The diet-exercise combination: Don’t blow the benefits of your workout

WASHINGTON — Working out in the morning is a good way to get in shape, but it’s easy to undo the good you’ve done by slipping into bad eating habits later in the day, in part because of the feeling that you’ve earned a bit of indulgence.

Lean Plate Club™ blogger Sally Squires told WTOP that diet and exercise each have a role to play in the quest to lose a few pounds.

Studies suggest that exercise helps to decrease hunger, Squires said, by reducing ghrelin, known as the hunger hormone. But “as the day wears on,” she said, “we feel pretty virtuous, and we overcompensate for the exercise we’ve done, and eat more.”

You can’t really lose weight with just diet or exercise; you need both. A three-mile run will only burn about 300 to 450 calories, Squires said, and a heavy snack will undo that right away. But if you eat about 250 calories less per day, and exercise about 250 calories more, that works out to 500 calories per day, which could add up to about a pound lost per week.

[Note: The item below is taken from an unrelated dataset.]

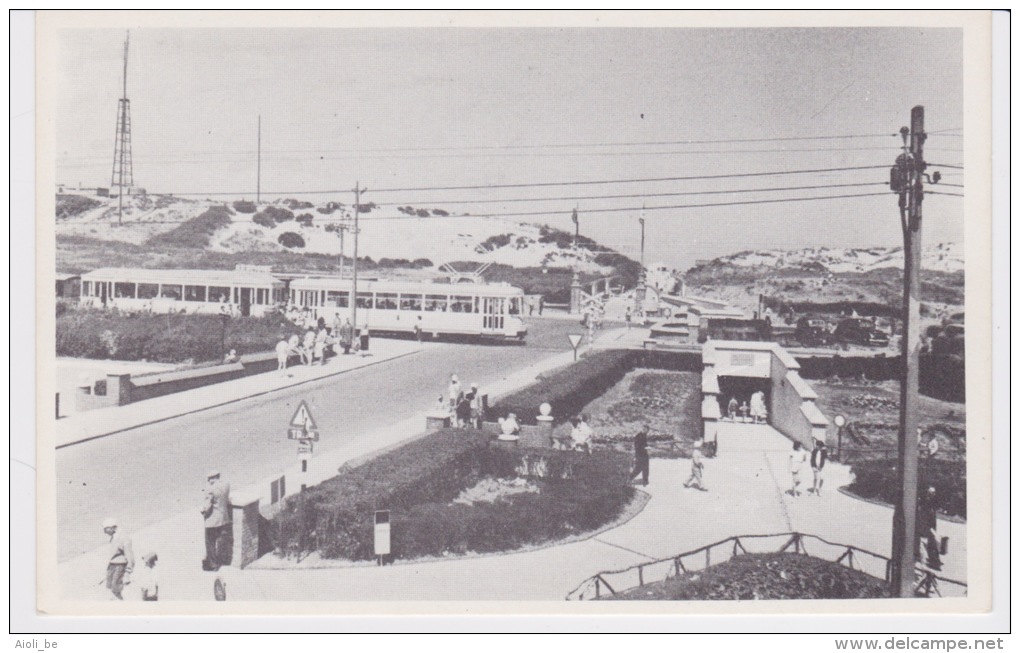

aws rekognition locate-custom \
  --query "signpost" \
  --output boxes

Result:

“Which may sound slow to a lot of people,” Squires said, “but it’s slow and steady and safe.”

That said, a snack after a workout is “a good idea,” Squires said, especially after a weights-based workout.

A high-protein snack can help rebuild the muscles what you’ve just worked. Squires suggested nuts, a glass of milk, a cheese stick, turkey jerky, some bean dip or peanut butter and a few crackers. “The main thing is, you don’t want to overdo it.”

Squires added that one team of researchers has suggested that there may be merit in exercising after eating a meal, to enhance the satiating effects of the food.